La cantautrice salernitana Alessandra Del Grosso – in arte Sitra – prende posizione contro la piattaforma di streaming: «La musica non può essere strumento per profitto bellico. È tempo di scegliere da che parte stare».
Con una lettera aperta dai toni netti e profondamente etici, Sitra – al secolo Alessandra Del Grosso, cantautrice, produttrice e compositrice salernitana – ha annunciato la sua decisione di ritirare tutta la propria musica da Spotify. Un gesto che non nasce da un impulso isolato, ma da una riflessione maturata nel tempo e che ora trova il suo punto di rottura: la notizia, riportata anche da fonti internazionali, che l’azienda svedese avrebbe investito in tecnologie impiegabili in ambito militare.
«È la goccia che ha fatto traboccare il vaso», scrive Sitra. «Sono anni che osservo le dinamiche del mercato musicale globale, e quello che mi preoccupa di più è il consenso generalizzato che si dà all’ascolto gratuito della musica e alla sua riduzione a statistica pubblica». La sua è una presa di posizione che va oltre il caso personale e chiama in causa l’intero ecosistema culturale contemporaneo: un settore artistico impoverito, tanto economicamente quanto simbolicamente, da modelli distributivi che premiano visibilità e numeri a scapito di contenuto e valore.
SPOTIFY E L’INDUSTRIA DEL PROFITTO
Negli ultimi anni, Spotify è diventata de facto la principale piattaforma globale per la fruizione di musica, con oltre 615 milioni di utenti attivi mensili nel primo trimestre del 2025 e circa 239 milioni di abbonati paganti (dati ufficiali).
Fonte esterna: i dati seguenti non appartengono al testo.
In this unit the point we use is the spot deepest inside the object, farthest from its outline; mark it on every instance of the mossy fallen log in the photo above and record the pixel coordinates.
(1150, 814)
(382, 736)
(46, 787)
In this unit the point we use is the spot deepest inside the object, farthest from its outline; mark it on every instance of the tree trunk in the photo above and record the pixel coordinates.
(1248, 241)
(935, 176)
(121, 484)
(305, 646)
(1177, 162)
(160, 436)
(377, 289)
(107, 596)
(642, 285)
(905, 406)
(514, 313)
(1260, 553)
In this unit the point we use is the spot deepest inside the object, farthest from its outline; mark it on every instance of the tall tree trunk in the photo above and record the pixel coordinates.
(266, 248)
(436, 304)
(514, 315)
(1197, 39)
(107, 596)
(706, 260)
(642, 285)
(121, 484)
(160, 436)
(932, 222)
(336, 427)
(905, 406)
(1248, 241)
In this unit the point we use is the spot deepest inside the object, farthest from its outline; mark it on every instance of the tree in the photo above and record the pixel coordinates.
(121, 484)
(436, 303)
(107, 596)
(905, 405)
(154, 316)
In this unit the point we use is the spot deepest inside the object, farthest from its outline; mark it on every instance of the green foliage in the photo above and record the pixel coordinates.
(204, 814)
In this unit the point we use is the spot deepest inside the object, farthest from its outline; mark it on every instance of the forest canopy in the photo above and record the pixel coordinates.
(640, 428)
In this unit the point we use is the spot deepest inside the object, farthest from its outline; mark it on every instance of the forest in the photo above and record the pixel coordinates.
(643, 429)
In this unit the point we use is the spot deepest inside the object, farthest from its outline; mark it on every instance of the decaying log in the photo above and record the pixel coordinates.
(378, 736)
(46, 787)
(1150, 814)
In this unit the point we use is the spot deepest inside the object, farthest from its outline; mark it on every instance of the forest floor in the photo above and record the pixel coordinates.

Numeri da gigante che, tuttavia, non si traducono in introiti sostenibili per la maggior parte degli artisti, soprattutto quelli emergenti o indipendenti.
Secondo uno studio pubblicato dal Digital Music News nel 2024, un artista indipendente su Spotify riceve in media tra 0,003 e 0,005 dollari per stream, il che significa che servono centinaia di migliaia di ascolti per generare un reddito dignitoso. Un modello che, nella visione di Sitra, «ha trasformato la creatività in un prodotto a rendimento algoritmico, svuotando la musica della sua funzione sociale e politica».
A questo scenario si aggiungono le recenti polemiche sul coinvolgimento di Spotify in progetti tecnologici legati alla difesa e alla sicurezza. Sebbene non direttamente confermate dalla piattaforma, le notizie relative agli investimenti in strumenti di riconoscimento vocale e intelligenza artificiale a uso bellico hanno suscitato allarme tra numerosi artisti e attivisti per i diritti digitali.
«LA MUSICA È BELLEZZA, NON STATISTICA»
Per Sitra, la musica non è solo una forma di espressione, ma una forza sociale e trasformativa. «La musica è energia creatrice di spazi sociali che sostengono l’Amore e la Pace», scrive ancora. «Per questo deve essere tutelata dal diventare mezzo economico per uomini poveri d’animo». Nel comunicato pubblicato sui suoi canali, la cantautrice invita altri colleghi e colleghe a riflettere sulla sostenibilità etica delle proprie scelte artistiche, auspicando che la sua possa essere «una decisione condivisa, l’inizio di una riflessione collettiva».
Alessandra Del Grosso è un nome già riconosciuto nella scena indipendente campana. Laureata in conservatorio, lavora come produttrice per vari artisti emergenti ed è fondatrice di Zona Studios, una realtà che promuove la crescita musicale e culturale del territorio. Il suo stile fonde scrittura poetica, ricerca sonora e sperimentazione elettronica, come testimoniano i brani pubblicati nel 2024 con Blue Spiral Records, Waterfall/Waterflow e In Silence.
Il gesto di Sitra non è isolato. Alcuni artisti internazionali – da Neil Young a Joni Mitchell – hanno negli anni rimosso le proprie opere da Spotify, anche se per motivi diversi (come la disinformazione sanitaria). In Italia, però, è raro che un’artista emergente rinunci consapevolmente alla visibilità offerta dalla piattaforma più usata per ascoltare musica. È un atto di coraggio che evidenzia la volontà di rimettere l’etica al centro dell’arte, anche a costo di rallentare la propria esposizione.